Moto Guzzi eilt der Ruf voraus, sehr konservativ zu sein. Innovationen beschränken sich, abgesehen von der Wandlerautomatik in der V1000 Convert (1975) und der ersten Großserien-Integralbremse in der 750 S3 ab 1976 meist auf Pflichten wie ABS oder Katalysator. Der Antrieb jedoch blieb seit 1967 im Prinzip kaum verändert. Das erste Modell mit dem heutigen Markenzeichen „längs eingebauter V2-Motor und Kardan“ war 1967 die nach einer Ausschreibung für einen Staatsauftrag entwickelte V7. Zunächst gab es die V7 nur als Behördenkrad, war aber auch als „zivile“ Variante bis 1976 erhältlich.

Nostalgischer Antrieb mit ungeahntem Potenzial

Weder technisch noch optisch groß verändert wurde die V7 im Zuge der Retrowelle 2009 neu aufgelegt und findet genau deshalb ihre Käufer, obwohl sie wegen der antiquierten Luftkühlung, und ihrer Steuerung mit Stoßstangen und Kipphebeln mit einem Leistungsmanko im Vergleich zu modernen Bikes leben muss. Oft hieß es, dass das der Preis für die Nostalgie sei. Doch Guzzis neue Reiseenduro erreicht trotz der geschmähten Uralttechnik immerhin knapp die 100 PS/Liter-Grenze, ohne an Problemen bei Kühlung oder den Lärmvorschriften zu scheitern.
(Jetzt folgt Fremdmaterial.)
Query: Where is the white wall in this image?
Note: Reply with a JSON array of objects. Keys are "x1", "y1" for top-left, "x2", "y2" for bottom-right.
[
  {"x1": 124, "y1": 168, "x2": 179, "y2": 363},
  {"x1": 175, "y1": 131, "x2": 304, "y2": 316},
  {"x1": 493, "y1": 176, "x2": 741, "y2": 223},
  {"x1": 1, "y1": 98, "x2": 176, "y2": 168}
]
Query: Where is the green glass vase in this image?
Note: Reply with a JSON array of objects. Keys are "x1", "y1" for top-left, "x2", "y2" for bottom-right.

Die V85 TT ist im Design der V65 TT aus den 1980er Jahren angelehnt: auffällig lackierter Rohrrahmen, großer Tank und – was uns besonders gut gefällt – ein hochgesetzter Kotflügel. Kein Entenschnabel oder eine zusätzliche Abdeckung über dem Vorderreifen, sondern ein authentischer Fender, wie er früher üblich war. Natürlich trägt auch die V85 TT den längs eingebauten, luftgekühlten 90-Grad-V2 mit einer untenliegenden Nockenwelle. Alles andere käme nicht in Frage, sonst würden die erbosten Guzzisti vermutlich das Werk in Mandello del Lario niederbrennen.
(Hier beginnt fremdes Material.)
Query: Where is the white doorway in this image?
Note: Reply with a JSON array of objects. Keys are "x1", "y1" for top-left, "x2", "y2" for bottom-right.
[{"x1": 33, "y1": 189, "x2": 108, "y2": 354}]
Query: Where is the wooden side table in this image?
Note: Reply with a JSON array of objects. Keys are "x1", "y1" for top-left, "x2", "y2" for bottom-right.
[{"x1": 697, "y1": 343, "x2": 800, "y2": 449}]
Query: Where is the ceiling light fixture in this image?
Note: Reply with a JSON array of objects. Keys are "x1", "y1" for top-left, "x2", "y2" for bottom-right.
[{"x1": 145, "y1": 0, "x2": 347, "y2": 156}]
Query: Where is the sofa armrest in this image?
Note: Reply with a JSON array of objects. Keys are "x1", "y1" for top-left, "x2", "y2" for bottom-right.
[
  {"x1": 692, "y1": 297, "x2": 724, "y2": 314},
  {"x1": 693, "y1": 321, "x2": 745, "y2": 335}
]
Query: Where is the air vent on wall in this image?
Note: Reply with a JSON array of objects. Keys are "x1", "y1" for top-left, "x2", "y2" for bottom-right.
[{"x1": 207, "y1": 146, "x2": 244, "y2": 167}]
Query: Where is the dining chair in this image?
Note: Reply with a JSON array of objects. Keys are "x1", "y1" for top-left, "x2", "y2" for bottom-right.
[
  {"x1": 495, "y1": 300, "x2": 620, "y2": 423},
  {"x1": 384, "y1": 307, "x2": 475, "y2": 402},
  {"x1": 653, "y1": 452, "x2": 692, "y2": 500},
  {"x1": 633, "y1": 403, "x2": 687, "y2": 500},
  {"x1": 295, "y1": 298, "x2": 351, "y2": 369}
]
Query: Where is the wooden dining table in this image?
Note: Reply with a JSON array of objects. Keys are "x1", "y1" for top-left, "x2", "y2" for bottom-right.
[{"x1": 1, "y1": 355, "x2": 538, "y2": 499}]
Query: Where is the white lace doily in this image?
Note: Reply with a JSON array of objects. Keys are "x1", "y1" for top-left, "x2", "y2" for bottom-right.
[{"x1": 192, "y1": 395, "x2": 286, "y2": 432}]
Man braucht allerdings kein Guzzisti zu sein, um dieses Krad als Fernreisemaschine interessant zu finden. Motor und Antrieb sind mechanisch so einfach aufgebaut, dass nicht viel kaputtgehen kann, und – falls doch – vieles ohne exotisches Spezialwerkzeug reparierbar ist. Die einzeln stehenden Zylinder gewähren einfachen Zugang zu Köpfen, Zylindern und Kolben ganz einfach ohne Demontage von Tank, Luftfilter oder gar Motor. Dank Kardan ist die zumal auf langen Reisen zerstörerische Wirkung von Sand und Schlamm auch kein Thema wie bei Motorrädern mit Ketten-Endantrieb.